Apesar de o olhar científico do etnógrafo supor um reconhecimento das culturas estudadas, esses estudos não conseguiram transformar completamente Theo, que ainda se apega aos seus objetos.
Uma sequência é particularmente importante para identificar essa crítica: a da bússola roubada.
Após o roubo da bússola, o etnógrafo explica a Karamakate que precisa do objeto e que, além disso, se a tribo o mantiver, perderá o conhecimento das estrelas e dos ventos.
A resposta de Karamakate revela por contraste a terrível perspectiva do olhar etnográfico: "Você não pode impedi-los de aprender... o conhecimento é de todos ”, diz o xamã. Você não entende porque é branco. "
Desse modo, o filme desvela o andaime da etnologia que, naquela época, observava as mulheres. tribos como "objetos" de estudo que não devem ser intervidos, a fim de mantê-los intactos como reserva cultural.
Violência: o Ocidente é uma cultura da morte?
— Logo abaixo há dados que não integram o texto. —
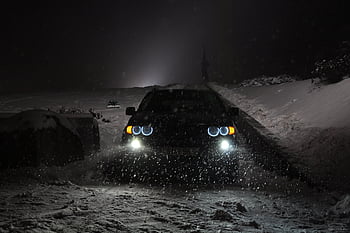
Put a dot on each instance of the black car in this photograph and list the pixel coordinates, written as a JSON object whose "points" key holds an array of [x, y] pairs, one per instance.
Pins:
{"points": [[184, 131]]}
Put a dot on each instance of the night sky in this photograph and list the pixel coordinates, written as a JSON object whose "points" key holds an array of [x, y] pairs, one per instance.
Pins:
{"points": [[94, 44]]}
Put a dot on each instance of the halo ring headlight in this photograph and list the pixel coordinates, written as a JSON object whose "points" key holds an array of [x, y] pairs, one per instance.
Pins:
{"points": [[147, 130], [224, 131], [136, 130], [213, 131]]}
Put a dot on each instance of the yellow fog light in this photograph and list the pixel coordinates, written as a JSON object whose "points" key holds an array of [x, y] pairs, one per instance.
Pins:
{"points": [[129, 129], [231, 130]]}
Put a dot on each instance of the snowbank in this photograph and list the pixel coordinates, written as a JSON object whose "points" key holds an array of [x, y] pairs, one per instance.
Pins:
{"points": [[311, 121], [265, 81]]}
O xamã sabe que os ocidentais têm um conhecimento enorme da ciência. Mas ele também acredita que esse conhecimento é usado apenas para a morte, e é daí que vêm seus preconceitos contra Theo.
Apesar de Theo avisá-lo de que não é esse o caso, que o conhecimento ocidental também traz o bem e a virtude, Karamakate não consegue se livrar de seu preconceito. Ele só o entende depois de sentir a culpa de deixar Theo morrer, cujo único propósito era encontrar a cura para sua doença tropical.

A verdade é que a violência do Ocidente está representada em diferentes níveis em todo o filme, e embora não seja visível, é um agente de mobilização da decisão e transforma o história.
Além da violência da exploração da borracha, surge outro tipo de violência: a violência estatal e seu exército, e a Segunda Guerra Mundial que, indiretamente, foi uma das causas da violência no Amazonas.
Para o xamã, o Ocidente continua a usar o conhecimento para matar. Não se trata de uma postura política diante daquele conflito de meados do século, mas de um olhar crítico sobre o princípio do conhecimento: para que serve o conhecimento? De que vale o conhecimento se for usado para a morte? Como pode tal conhecimento tornar tal conhecimento superior a uma cultura?
O abraço final: fé no humano
Depois do que aprendeu com Theo e depois do que viveu com Evan, Karamakate só pode dar um salto de fé. A confissão de Evan é a chave de que este cientista foi tocado pelo relacionamento de Karamakate.
Assim, a planta yakruna é o elemento que finalmente consagra no filme a relação entre esses dois estranhos, essas duas "outras coisas" que nunca se reconheceram ou aceitaram.
Curiosidades sobre O abraço da serpente
- Para a confecção dos trajes foi necessário solicitar o auxílio de mulheres de diferentes etnias indígenas.
- O abraço da serpente É o primeiro filme colombiano indicado ao Oscar.
- Dez idiomas são usados ao longo do filme: Cubeo, Uitoto, Tikuna, Guanano, Inglês, Espanhol, Português, Alemão, Catalão e Latim.
- No início das filmagens, foi necessário o uso de letreiros, pois Jan Bijovet não sabia falar espanhol.
- Antes do início das filmagens, toda a equipe realizou rituais de proteção com as tribos.
Sobre Ciro Guerra
Ciro Guerra é um cineasta colombiano nascido no departamento de César em 1981.
Ele estudou cinema e televisão na Universidade Nacional da Colômbia. Realizou diversos filmes e curtas-metragens desde o início de sua carreira.
Além de O abraço da serpente, dirigiu os filmes: A sombra do Wayfarer (2004), Viagem do vento (2009), Edifício Real (2013) e Pássaros de verão (2018).
Seus filmes já participaram de festivais pelo mundo, como Cannes, Tribeca, Seul, Bangkok, Seattle, Rio de Janeiro e Guadalajara.